If you're not an avid sports fan, one event in particular likely put the 2018 Winter Olympics on your radar long before the Opening Ceremony kicked off. In early December, the International Olympic Committee (IOC) announced that Russia would be banned from competing in the famed international games. Though you'd assume that means Russia won't be at the 2018 Winter Olympics, that's actually not quite correct.
Though Russia as a country is banned from competing, some Russian athletes will still partake in the games. However, instead of representing Russia, they'll compete under a neutral flag as an Olympic Athlete from Russia (OAR) — and, of course, they have to pass a doping test in order to compete.
These restrictions were put into place following an investigation into claims that Russia was sponsoring a doping program among its athletes during the 2014 Winter Olympics in Sochi. Grigory Rodchenkov, the director of Russia's anti-doping laboratory during the Sochi Games, was one of the first people to formally raise concern over some Russian athletes' supposed habits.
The allegations were so serious that Rodchenkov eventually had to find refuge in the United States. According to Yahoo News Chief Investigative Correspondent Michael Isikoff, he is currently in the Federal Witness Protection Program and is afraid Russia will kill him for spilling the beans. On Dec. 27, he told NPR's Robert Siegel:
[B]ecause there are genuine concerns about threats to his life, his own lawyer has not even been able to communicate with him over the past week or so. That lawyer, Jim Walden, told me that he was recently informed by a U.S. government official that he should assume that there are Russian agents in the United States looking for Mr. Rodchenkov and that significant enhancements needed to be made in his security protections.
As you might imagine, the revelation Rodchenkov prompted is a pretty big deal. His claims that Russia was encouraging doping caught the attention of the World Anti-Doping Agency, which then formally investigated the allegations. According to the lawyer hired to investigate the veracity of Rodchenkov's claims, 1,000 Russian athletes in total took part in the doping program anywhere between 2012 and 2015. And in 2016, 271 Russian athletes took part in the Rio Olympics, despite the fact that WADA actually advised the IOC to ban Russia from those games.
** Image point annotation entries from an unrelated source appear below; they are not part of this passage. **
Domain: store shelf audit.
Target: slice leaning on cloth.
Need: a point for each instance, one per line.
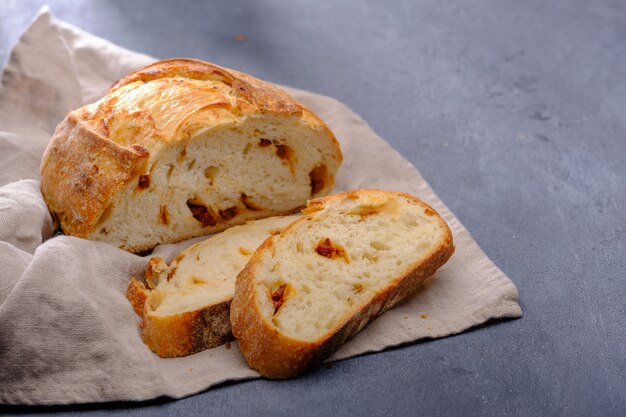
(185, 306)
(314, 286)
(183, 148)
Now, in 2018, the IOC feels as though it has enough evidence to instate the ban. According to Olympic.org, the investigation, led by former Swiss president Samuel Schmid, lasted over 17 months and honored due process; the subsequent document was called the Schmid Report.
The conclusions of the report, on both factual and legal aspects, confirmed the systemic manipulation of the anti-doping rules and system in Russia, through the Disappearing Positive Methodology and during the Olympic Winter Games Sochi 2014, as well as the various levels of administrative, legal and contractual responsibility, resulting from the failure to respect the respective obligations of the various entities involved.
Still, however, the IOC understood that it would be unfair to completely bar clean athletes who have spent grueling years preparing for the international games. As IOC President Thomas Bach said, according to Olympic.org:
As an athlete myself, I feel very sorry for all the clean athletes from all NOCs who are suffering from this manipulation. Working with the IOC Athletes' Commission, we will now look for opportunities to make up for the moments they have missed on the finish line or on the podium.
So, long story short, you will see Russian athletes at the 2018 Winter Olympics — they just won't be sporting a Russia uniform or flag. In addition to that, you won't see former Russia Sports Minister Vitaly Mutko in the stands — the IOC banned him from attending the events for life.
Whether or not the IOC's ruling teaches Russia (and any other countries sponsoring doping) a lesson remains to be seen. But regardless of the fact that clean Russian athletes can still compete, Russia's reputation could pay the price.